MSilvia:
Nairobi huh? You'll definately want to get down to the Mombasa area for some dives on the coast.
Nairobi is roughly 300 miles from the coast. I don't know what the roads in Kenya are like, but if this was its neighbor Tanzania, the road into Daar Es Salaam is "so-so" by US Standards and I'd figure that that drive would take 7+ hours each way.
As such, I'd say that it looks beyond practical 'weekend' time budget trips, so I'd personally not bother to take my own full set of dive gear to Nairobi, unless I'm actually thinking about flying out to the Seychelles, Maldives, those islands off of Tanzania (whose name escapes me at the moment), etc.
A BP/W is a BackPlate/Wing type of BCD... Lots of folks here have taken that advice and been happy with it, and very few who've tried it say they don't like it.
Unfortunately, most people who say that
they didn't like it get shouted down here on SB.
I'm one of those who've tried it and "don't like it".
When I've mentioned this in the past on Scubaboard, I've been told that its all myth or improper weighting or other "hogwash" excuses.
Thanks, but I'm a Mechanical Engineer who's now in my 4th decade of diving and I actually took the effort to do the buoyancy/ballast vector force analysis.

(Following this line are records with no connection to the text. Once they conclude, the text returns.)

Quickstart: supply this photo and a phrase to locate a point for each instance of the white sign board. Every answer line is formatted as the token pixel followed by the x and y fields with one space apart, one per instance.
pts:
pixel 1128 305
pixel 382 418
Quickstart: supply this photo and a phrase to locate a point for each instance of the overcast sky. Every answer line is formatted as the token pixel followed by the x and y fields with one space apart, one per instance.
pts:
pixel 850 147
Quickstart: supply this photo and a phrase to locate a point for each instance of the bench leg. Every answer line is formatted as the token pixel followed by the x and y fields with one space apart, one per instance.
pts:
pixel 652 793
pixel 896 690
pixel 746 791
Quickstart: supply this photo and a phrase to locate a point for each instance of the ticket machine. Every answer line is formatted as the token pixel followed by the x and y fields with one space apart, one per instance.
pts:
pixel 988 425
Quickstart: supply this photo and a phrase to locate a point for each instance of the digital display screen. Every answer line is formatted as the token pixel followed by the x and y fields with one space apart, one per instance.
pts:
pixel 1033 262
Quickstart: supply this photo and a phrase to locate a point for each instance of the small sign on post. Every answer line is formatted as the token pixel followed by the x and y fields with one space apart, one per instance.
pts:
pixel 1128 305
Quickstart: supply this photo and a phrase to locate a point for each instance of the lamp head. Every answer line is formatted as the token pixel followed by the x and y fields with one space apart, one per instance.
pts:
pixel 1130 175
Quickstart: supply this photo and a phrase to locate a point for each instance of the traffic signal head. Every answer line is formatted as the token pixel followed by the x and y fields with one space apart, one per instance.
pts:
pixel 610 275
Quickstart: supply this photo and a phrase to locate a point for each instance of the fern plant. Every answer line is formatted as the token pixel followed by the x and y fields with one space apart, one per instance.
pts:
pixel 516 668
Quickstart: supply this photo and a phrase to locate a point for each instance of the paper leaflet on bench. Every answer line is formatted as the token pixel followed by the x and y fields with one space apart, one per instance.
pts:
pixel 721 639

There are issues.
In a nutshell, a Wing is fine while horizontal underwater, but when vertical (such as at the surface), the BP/W's rear buoyancy bias becomes a small imbalance. When used with the 'floaty' AL80 that one finds at most tropical resorts, this imbalance grows. And in my case, I also have the extra mass of my Nikonos UW camera system weighting down in front, which causes this imbalance torque to grow yet again.
This imbalance is nothing insurmountable for a short surface float, but I've experienced dives where the chase boat lost us and we were floating for a half hour, and in 2-3ft seas, its nice to have your nose more than 1/4" clear of the water. This is when a 'slight tendency' thus becomes a safety problem.
I don't dispute that a BP/W is the correct configuration that is need for heavy steel doubles for tech/cave diving. However, I am concerned that the highly vocal SB Wing Fan Club (SBWFC) subscribes to the opinion that effectively argues that it makes sense to buy the tech gear on Day 1 because "everyone" will eventually become a technical diver wearing doubles and thus need it. Thanks, but tech isn't even 20% of the diving public, let alone 80%, to financially justify such an approach.
Yes, I'm ready to go back to a Jacket. Only problem is that I need the SBWFC guys to put their money where their mouth is, to pony up $500 to buy my current Wing setup so that I won't catch
as much grief from my wife about the money I wasted on it.
Finally, I don't dispute that there's some lousy Jacket designs out there. But these are mostly designs from more a decade ago. And the fact that the "taco" problem exists with some Wings with single tanks illustrates that no system is perfect.